Talk so far about financing the work has centered on undeveloped land where houses, retail, and industrial projects will be built. And the big hammer for moving forward has been emphasized as the need to get a plan and financing mechanism in place by July 1, 2016 or else the state will stop all development within the 200-year flood plain.
But as City Manager Karen McLaughlin pointed out Tuesday to the Manteca City Council, failure to have a plan in place for levee work 15.5 months from now means existing homes and business will not be able to add on to existing buildings or even get a permit for an out structure such as a shed. The same goes for the city’s wastewater treatment plant and Big League Dreams sports complex.

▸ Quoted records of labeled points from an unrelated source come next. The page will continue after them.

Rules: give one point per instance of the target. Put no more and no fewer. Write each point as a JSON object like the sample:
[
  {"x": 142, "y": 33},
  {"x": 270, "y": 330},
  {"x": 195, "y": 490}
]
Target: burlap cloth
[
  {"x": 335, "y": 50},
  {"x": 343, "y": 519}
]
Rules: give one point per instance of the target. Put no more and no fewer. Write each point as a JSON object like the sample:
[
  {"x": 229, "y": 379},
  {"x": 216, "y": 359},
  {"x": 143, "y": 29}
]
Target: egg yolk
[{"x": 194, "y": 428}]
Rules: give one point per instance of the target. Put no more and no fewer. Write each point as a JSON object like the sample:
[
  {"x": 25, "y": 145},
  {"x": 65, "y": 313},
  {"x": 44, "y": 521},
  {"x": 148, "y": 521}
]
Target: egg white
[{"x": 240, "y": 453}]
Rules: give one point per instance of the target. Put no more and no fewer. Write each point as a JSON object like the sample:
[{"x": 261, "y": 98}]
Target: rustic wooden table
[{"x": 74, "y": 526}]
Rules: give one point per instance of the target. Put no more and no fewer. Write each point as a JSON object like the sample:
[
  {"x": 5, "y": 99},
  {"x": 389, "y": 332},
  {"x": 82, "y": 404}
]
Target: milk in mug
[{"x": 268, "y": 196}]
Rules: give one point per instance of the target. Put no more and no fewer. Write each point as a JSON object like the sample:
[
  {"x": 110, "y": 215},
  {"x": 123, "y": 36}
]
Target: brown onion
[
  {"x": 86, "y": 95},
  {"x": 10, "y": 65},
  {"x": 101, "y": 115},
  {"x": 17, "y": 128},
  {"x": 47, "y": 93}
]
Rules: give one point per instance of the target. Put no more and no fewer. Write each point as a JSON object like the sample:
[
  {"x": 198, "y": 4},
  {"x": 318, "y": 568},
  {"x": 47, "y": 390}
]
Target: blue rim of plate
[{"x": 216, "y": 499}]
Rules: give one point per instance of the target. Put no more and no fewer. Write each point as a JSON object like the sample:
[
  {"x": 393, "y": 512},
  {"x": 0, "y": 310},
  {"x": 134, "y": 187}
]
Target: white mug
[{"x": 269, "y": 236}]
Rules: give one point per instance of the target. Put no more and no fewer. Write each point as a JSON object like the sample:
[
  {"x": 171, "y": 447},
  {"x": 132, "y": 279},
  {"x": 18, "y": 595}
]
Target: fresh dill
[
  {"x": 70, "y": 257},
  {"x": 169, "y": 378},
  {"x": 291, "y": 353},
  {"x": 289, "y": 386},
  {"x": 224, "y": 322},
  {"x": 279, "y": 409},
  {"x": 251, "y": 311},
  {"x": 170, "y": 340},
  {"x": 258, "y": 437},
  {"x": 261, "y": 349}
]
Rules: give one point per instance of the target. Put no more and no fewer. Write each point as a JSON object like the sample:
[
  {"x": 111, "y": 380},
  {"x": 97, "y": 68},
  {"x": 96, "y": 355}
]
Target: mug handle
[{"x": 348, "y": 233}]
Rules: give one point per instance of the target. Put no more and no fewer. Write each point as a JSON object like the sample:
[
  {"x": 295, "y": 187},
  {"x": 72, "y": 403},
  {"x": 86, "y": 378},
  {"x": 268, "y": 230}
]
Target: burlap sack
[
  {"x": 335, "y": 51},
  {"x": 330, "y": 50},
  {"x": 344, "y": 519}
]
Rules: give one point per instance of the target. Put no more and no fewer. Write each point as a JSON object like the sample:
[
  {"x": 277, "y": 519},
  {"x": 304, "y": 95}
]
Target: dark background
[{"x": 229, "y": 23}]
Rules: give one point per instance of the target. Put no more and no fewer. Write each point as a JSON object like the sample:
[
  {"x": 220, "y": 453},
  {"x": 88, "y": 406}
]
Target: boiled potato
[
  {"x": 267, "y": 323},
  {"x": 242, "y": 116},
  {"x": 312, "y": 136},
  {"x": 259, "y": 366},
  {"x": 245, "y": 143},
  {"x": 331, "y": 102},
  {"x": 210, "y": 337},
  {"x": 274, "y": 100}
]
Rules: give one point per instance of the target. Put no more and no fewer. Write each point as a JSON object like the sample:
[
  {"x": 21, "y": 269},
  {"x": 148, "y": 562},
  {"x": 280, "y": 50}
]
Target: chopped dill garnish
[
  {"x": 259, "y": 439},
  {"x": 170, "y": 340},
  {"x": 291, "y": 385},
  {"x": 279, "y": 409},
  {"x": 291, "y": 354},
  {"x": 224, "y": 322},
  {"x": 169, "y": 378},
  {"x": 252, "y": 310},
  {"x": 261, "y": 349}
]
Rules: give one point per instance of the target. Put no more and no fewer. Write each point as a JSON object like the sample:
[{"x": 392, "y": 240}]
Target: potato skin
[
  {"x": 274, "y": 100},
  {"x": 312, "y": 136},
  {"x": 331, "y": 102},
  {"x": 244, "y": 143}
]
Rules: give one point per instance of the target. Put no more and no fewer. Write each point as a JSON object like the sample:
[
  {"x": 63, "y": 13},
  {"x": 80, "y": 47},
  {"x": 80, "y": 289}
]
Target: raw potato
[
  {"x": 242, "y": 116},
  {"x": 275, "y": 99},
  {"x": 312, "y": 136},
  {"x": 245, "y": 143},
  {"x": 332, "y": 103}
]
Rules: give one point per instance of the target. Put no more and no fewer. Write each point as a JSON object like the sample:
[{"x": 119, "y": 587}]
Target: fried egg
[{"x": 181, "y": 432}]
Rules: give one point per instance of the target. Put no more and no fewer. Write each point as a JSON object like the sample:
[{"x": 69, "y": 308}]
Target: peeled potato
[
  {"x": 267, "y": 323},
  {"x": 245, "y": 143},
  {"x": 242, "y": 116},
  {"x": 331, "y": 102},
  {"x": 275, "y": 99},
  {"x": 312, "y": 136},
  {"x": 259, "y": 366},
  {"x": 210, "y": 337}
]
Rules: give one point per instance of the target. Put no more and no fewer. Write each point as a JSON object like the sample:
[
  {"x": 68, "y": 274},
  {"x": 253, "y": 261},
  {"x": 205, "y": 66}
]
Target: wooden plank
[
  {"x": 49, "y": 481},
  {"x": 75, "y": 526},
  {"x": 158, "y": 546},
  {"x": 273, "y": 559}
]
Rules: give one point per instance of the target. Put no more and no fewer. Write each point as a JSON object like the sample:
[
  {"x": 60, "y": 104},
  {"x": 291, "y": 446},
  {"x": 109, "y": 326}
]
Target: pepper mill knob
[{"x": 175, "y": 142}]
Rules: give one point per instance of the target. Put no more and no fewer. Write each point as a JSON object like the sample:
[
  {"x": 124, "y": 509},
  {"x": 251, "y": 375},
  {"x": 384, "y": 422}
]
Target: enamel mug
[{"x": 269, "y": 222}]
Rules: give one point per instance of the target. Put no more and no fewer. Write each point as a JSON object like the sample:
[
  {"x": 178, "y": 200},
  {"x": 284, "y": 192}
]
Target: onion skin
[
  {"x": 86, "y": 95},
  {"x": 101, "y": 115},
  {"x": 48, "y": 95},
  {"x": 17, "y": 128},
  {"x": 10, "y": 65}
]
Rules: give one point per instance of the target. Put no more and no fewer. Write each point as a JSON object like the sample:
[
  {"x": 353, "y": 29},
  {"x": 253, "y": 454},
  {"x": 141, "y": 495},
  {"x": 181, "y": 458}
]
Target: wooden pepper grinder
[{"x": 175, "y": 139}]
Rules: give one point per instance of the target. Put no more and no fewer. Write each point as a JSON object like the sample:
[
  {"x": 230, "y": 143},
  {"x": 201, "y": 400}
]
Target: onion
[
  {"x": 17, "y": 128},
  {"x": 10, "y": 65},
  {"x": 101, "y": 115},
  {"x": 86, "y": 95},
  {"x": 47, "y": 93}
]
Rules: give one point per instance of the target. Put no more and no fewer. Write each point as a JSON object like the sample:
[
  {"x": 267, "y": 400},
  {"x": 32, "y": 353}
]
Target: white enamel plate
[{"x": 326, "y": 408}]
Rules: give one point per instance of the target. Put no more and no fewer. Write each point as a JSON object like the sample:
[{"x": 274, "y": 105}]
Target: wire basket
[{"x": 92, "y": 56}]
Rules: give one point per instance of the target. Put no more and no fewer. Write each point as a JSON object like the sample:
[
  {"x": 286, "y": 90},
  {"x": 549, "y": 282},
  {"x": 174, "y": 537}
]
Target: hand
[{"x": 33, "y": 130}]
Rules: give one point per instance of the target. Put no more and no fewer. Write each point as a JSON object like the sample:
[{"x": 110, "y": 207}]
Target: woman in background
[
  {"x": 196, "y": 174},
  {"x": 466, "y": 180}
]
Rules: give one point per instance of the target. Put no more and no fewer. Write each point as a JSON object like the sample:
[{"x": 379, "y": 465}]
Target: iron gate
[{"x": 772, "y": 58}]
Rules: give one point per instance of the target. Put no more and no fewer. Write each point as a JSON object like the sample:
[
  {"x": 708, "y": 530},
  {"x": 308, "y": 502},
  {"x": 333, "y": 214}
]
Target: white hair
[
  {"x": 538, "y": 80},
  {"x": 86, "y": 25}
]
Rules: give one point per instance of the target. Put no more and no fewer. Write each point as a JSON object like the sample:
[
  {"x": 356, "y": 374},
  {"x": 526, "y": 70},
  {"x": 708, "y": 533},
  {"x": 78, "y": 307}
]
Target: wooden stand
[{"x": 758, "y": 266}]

At the same time, it was noted that the Federal Emergency Management Agency has been pushing for mandatory flood insurance for all properties with mortgages backed by the federal government inside identified 200-year floodplains that lack adequate protection. That could add in excess of $2,200 a year onto the cost of owning a home.
McLaughlin stressed the alignment of a controversial cross-levee protecting Manteca that would leave those to the south of it vulnerable to intense flooding may not be determined until 2017.
McLaughlin said the general design, specific upgrade work identified for existing river levees, and the financing mechanism have to be in place by July 1, 2016 to avoid the state shutting down development in areas of Manteca, Lathrop, the Weston Ranch portion of Stockton, and San Joaquin County. Work would start first on enhancing existing river levees.
She also said studies involving the future alignment of the Raymus Express that will connect the envisioned McKinley Avenue interchange on the 120 Bypass with a new interchange on Highway 99 midway between Austin Road and Jack Tone Road will go forward in tandem with discussions on where to place the cross-levee.
The expressway has to be on the north side of the levee to stay out of the floodplain.
Rural residents south of Manteca have major reservations about a levee plowing through their property as well as the expressway. They also fear that the levee will mean when flooding does occur it will be worse on their property since water will be stopped from flowing northward.
The preliminary plans call for the cross levee to be extended across Airport Way and almost all the way to Union Road.